What hasn’t occurred is an initiative to hold the oil and gas industry accountable for the consequences of conducting their heavy industrial operations in small, rural communities.
It might seem that using severance taxes to repair the infrastructure is one attempt to do this, but that’s not how taxes are supposed to work. Taxes on people and companies alike are levied to provide the state with revenue that the state then uses to fund activities that are necessary and beneficial to the people in the state. Without raising taxes on the industry to cover the damages and instead relying on existing tax revenue, we are subsidizing the oil and gas industry; we are transferring the costs from the industry to the individual taxpayer.
In fact, deductions, exemptions, and rate reductions have slashed many producers’ tax liabilities to zero, bringing down the overall tax rate from 7.7% to 2.9%. According to a recent Legislative Budget Boardstudy, over half of all operations take advantage of the “High-Cost Natural Gas Drilling Exemption.” Despite its name, this exemption is based purely on production definitions established in the 1970s, allowing, in one egregious example, a $24,000 well to be certified “high-cost” when the median drilling cost was $2.3 million. This finding led the Legislative Budget Board to recommend reducing the incentive; regrettably, with oil and gas companies lobbying heavily to prevent such changes, legislation went nowhere.

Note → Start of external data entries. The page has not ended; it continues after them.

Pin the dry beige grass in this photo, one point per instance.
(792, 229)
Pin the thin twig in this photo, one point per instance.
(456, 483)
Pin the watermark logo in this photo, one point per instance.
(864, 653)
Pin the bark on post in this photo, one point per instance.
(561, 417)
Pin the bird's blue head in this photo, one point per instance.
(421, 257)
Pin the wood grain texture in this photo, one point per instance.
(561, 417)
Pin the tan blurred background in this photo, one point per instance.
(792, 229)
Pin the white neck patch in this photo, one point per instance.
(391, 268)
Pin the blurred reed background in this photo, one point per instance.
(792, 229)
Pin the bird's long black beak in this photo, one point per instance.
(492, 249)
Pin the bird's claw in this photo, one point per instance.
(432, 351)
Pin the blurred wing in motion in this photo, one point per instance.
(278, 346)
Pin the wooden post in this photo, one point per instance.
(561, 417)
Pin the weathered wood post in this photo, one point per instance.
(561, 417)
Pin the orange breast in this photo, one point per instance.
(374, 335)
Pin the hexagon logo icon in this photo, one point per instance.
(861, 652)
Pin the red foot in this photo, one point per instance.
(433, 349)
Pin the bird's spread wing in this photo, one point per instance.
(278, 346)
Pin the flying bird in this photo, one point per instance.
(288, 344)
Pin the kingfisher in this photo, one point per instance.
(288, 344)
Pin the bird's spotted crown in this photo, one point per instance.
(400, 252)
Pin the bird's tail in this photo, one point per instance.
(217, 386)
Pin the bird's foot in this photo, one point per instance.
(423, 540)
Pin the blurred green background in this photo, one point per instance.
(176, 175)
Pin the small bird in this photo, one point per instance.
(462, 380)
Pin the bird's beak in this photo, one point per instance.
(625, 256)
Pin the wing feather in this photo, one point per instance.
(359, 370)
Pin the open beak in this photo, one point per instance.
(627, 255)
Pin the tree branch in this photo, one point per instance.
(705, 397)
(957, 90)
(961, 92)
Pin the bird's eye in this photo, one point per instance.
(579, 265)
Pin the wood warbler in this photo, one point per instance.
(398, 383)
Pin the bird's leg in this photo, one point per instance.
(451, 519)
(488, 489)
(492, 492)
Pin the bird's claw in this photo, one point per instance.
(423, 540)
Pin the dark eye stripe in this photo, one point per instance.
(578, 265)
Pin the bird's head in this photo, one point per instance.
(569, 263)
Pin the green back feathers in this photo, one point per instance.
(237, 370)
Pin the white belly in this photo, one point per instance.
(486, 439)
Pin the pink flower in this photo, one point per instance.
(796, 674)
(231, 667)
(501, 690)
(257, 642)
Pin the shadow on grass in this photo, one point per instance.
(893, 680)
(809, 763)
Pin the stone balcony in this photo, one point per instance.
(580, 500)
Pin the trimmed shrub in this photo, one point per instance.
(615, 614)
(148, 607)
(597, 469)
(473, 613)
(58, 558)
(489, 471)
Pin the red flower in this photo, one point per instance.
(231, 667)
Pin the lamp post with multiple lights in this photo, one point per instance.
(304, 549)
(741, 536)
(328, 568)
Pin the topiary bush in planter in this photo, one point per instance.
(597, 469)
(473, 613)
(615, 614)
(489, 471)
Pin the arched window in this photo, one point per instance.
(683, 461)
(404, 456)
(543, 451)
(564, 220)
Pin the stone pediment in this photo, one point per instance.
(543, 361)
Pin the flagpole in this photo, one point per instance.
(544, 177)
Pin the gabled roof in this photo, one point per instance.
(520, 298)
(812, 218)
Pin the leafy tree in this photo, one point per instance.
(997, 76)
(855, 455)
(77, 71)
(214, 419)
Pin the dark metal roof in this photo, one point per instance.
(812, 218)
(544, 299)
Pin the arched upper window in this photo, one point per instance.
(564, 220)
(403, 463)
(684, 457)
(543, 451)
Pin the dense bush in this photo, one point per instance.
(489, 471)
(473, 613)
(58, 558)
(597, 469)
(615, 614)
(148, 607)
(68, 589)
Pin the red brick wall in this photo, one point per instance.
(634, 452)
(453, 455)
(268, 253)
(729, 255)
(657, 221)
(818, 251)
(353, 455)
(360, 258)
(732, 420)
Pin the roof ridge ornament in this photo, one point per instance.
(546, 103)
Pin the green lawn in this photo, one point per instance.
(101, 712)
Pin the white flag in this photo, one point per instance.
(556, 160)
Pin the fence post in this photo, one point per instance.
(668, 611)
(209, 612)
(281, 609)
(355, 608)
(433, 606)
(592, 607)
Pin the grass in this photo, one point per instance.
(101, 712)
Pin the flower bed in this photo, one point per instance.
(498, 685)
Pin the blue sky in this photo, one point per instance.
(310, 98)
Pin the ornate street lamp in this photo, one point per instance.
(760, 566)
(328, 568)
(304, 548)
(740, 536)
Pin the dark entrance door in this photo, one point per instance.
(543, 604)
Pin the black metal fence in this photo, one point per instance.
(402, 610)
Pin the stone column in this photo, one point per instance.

Nevertheless, taxes, donations, and grant programs might be able to patch many of the roads in the state’s shale plays, but what is the point if there is no plan to sustain the infrastructure by preventing or at least limiting the industry from ruining Texas roads?
Regulatory Dead End
Now, with HB 40, it seems that it would be all but impossible for local governments to set about creating such rules. Imagine an example in which a county designates certain roads for industry use and makes others off-limits in the interest of maintaining a safe and drivable path for residents and other businesses. If this route were not the shortest and most direct path possible, an operator could argue that they would be forced to incur more costs in the form of extra transportation costs. Therefore, the operator could challenge the rule under HB 40 citing that it is not commercially reasonable.
Foreseeing this possibility, during the debate over HB 40, county officials asked the House and Senate to include language clarifying that counties would continue to be able to regulate traffic and road regulations. The Legislature refused, stating that the legislative intent was clear that counties still could regulate traffic from oil and gas operations, and that no actual language was needed.
The oil and gas industry is making a killing off of our state’s natural resources but such extreme acceleration of production has consequences, the state of the roads is just one example. Nobody knows this better than the people living near the fracking operations, so it just makes sense to allow local governments to mitigate some of the adverse affects of the industry. Induced seismicity, with the damage it does to homes and businesses, is another prevalent example. Yet HB 40, with its vague language, may severely curtail their ability to improve their situation by making the companies pay for the damage they’re doing, or, better yet, prevent the damage from occurring in the first place.